REVIEW: The Day The Earth Stood Still

Saturday, December 13 by

I was listening to an episode of This American Life where the break down step-by-step what has happened in the financial markets over the past few months that has made hoards of analysts and traders literally shit their pants. Check it out, it’s mind blowing. The idea that our markets would just freeze up and stop working is something that trusted names in economics are saying is a reality.  The consequences would be disastrous. Companies would stop making stuff. Millions of people would lose their jobs.  Industrial food production would grind to a halt. We could potentially see a mini-apocalypse as chaos spread around the globe.  And what brought on end of days? Terrorists? Nuclear mutual annihilation? Plague? Nope: friggin home loans.

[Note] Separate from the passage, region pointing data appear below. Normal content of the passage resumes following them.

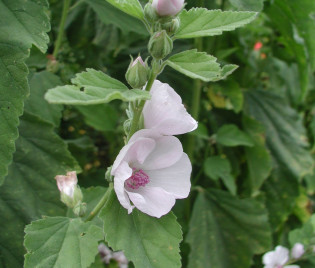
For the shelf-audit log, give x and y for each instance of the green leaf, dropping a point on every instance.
(250, 5)
(225, 232)
(231, 135)
(285, 133)
(30, 190)
(23, 24)
(281, 190)
(61, 242)
(217, 167)
(304, 235)
(98, 88)
(108, 14)
(198, 22)
(146, 241)
(35, 104)
(199, 65)
(131, 7)
(258, 158)
(102, 117)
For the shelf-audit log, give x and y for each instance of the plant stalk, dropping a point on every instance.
(65, 10)
(101, 203)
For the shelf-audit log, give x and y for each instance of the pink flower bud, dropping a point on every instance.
(297, 251)
(67, 184)
(168, 7)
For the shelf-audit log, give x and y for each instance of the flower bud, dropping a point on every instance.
(70, 192)
(160, 45)
(297, 251)
(168, 7)
(172, 26)
(150, 13)
(138, 73)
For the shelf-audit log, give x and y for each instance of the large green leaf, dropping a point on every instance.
(35, 104)
(281, 191)
(22, 24)
(199, 65)
(217, 167)
(285, 133)
(98, 88)
(258, 158)
(199, 22)
(61, 242)
(131, 7)
(225, 232)
(108, 14)
(30, 190)
(146, 241)
(231, 135)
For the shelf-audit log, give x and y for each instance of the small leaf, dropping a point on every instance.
(146, 241)
(61, 242)
(198, 65)
(225, 231)
(250, 5)
(98, 88)
(304, 235)
(231, 135)
(217, 167)
(131, 7)
(198, 22)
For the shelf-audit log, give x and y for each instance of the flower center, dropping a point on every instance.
(137, 179)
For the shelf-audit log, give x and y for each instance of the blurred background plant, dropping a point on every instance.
(253, 149)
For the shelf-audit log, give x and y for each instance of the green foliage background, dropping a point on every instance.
(252, 154)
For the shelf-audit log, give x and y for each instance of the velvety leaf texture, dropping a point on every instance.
(61, 242)
(225, 232)
(109, 14)
(146, 241)
(285, 133)
(131, 7)
(30, 190)
(198, 22)
(22, 24)
(98, 88)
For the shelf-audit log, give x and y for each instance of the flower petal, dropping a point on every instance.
(122, 173)
(153, 201)
(165, 112)
(168, 151)
(136, 151)
(174, 179)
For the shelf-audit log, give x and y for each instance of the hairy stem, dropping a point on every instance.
(138, 109)
(65, 10)
(101, 203)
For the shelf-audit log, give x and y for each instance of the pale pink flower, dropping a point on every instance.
(277, 258)
(67, 183)
(165, 112)
(168, 7)
(297, 251)
(151, 171)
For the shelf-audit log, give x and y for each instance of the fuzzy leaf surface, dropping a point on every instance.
(98, 88)
(22, 24)
(225, 232)
(146, 241)
(61, 242)
(131, 7)
(198, 22)
(285, 133)
(231, 135)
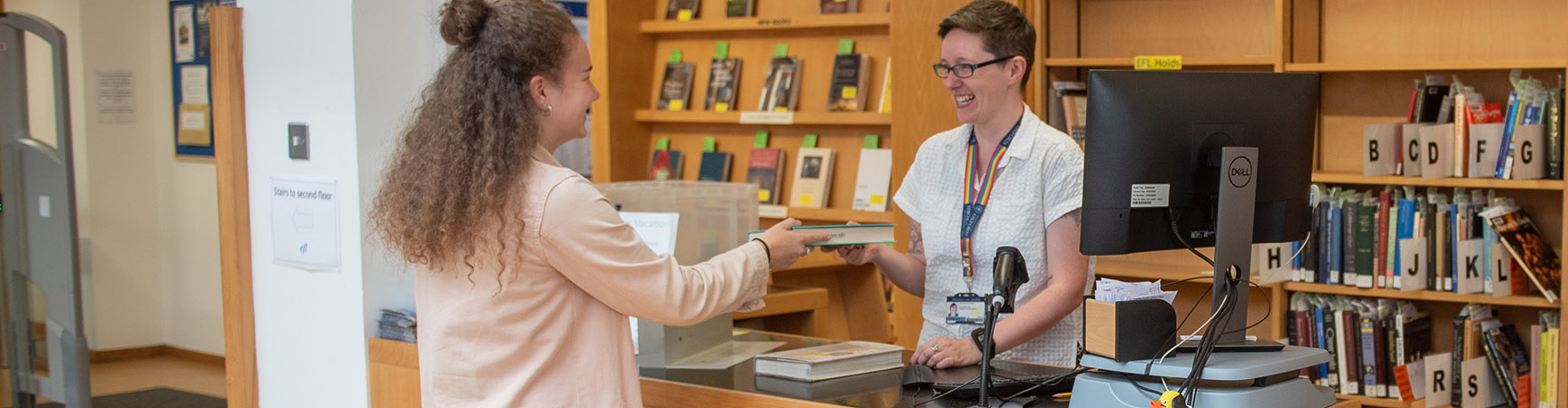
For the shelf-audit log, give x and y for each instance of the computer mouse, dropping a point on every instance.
(917, 375)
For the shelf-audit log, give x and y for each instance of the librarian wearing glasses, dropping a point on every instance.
(1001, 180)
(525, 272)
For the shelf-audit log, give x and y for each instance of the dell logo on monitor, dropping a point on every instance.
(1240, 171)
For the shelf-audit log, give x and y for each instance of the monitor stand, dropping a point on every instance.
(1244, 378)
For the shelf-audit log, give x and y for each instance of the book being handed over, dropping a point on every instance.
(846, 234)
(829, 361)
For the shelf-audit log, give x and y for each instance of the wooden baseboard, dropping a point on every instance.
(193, 355)
(124, 354)
(152, 350)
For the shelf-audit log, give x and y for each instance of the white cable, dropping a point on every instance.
(1195, 333)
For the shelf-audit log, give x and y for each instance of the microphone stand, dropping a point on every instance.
(1010, 274)
(993, 306)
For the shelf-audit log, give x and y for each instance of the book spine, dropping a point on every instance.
(1380, 358)
(1498, 373)
(1350, 352)
(1366, 244)
(1455, 360)
(1554, 133)
(1367, 358)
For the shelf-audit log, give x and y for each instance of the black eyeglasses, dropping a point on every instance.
(963, 71)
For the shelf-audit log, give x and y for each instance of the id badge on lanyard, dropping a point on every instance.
(977, 193)
(966, 306)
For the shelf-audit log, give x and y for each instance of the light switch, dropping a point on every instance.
(299, 140)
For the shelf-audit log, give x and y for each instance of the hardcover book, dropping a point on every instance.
(676, 88)
(781, 87)
(739, 8)
(723, 79)
(847, 92)
(714, 167)
(676, 6)
(870, 180)
(665, 167)
(846, 234)
(829, 361)
(839, 6)
(762, 169)
(812, 178)
(1527, 247)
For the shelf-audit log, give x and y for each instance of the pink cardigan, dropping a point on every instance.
(551, 328)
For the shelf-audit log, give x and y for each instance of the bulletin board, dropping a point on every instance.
(190, 55)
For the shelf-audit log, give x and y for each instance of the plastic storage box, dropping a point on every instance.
(714, 215)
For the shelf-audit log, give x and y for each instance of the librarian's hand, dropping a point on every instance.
(786, 247)
(946, 352)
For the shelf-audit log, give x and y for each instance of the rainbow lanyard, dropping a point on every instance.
(977, 198)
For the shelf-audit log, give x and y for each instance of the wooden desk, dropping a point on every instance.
(394, 384)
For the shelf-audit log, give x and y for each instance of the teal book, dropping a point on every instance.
(1366, 244)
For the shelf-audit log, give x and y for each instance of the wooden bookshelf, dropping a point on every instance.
(767, 24)
(1426, 296)
(1367, 55)
(1380, 402)
(1416, 180)
(1455, 64)
(1197, 62)
(818, 118)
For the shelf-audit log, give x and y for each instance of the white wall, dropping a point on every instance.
(397, 51)
(309, 326)
(148, 221)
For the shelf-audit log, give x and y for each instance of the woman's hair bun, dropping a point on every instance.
(463, 19)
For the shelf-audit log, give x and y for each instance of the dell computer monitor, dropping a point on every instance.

Anyway, my point is this. It confuses the shit out of people that our economy could be ground to a halt by a few assholes on Wall Street getting together and betting on bad house debt. And I’m just going to throw it out there that one of the reasons that its so confusing is that we have not made a movie about it. The Day The Earth Stood Still is yet another movie in the vein of near misses in a head on with the Apocalypse that helps keep us all ready for the big one.  It has the same sensibility as The Day After Tomorrow. But this time, it’s wrapped in a moral lesson: if you don’t start hugging trees in exactly 72 minutes, the aliens are going to come in giant novelty lightning ball ships and take it all away from you, because you didn’t treat it right. A plant is privilege, not a right.  It’s basically Deep Impact meets Independence Day meets Fern Gully. But with Neo from the Matrix

Al Gore would TOTALLY approve of the message, if it weren’t expressed in such atrociously expositional dialogue. The first hour of the movie consists of conversations that fill in everything you need to know, but don’t really need to know because you’ve seen every single character before in 19 other movies.  Some of the dialogue is so forced that it makes you giggle a little bit. Kathy Bates is a bizarre choice for her role as Secretary of State—both hard to look at and hard to hear talk. The only positive part of the movie comes in the form of a plague of nanobot locusts that tear shit up for a while.

Like all of these types of movies the ultimate resolve is somehow contingent on an emotional decision.  Saving the plant becomes a matter of loving a child, or finding a spouse. In this case it’s about convincing Keanu that the human race is worth loving.  I agree. It totally is. But unfortunately, this movie isn’t.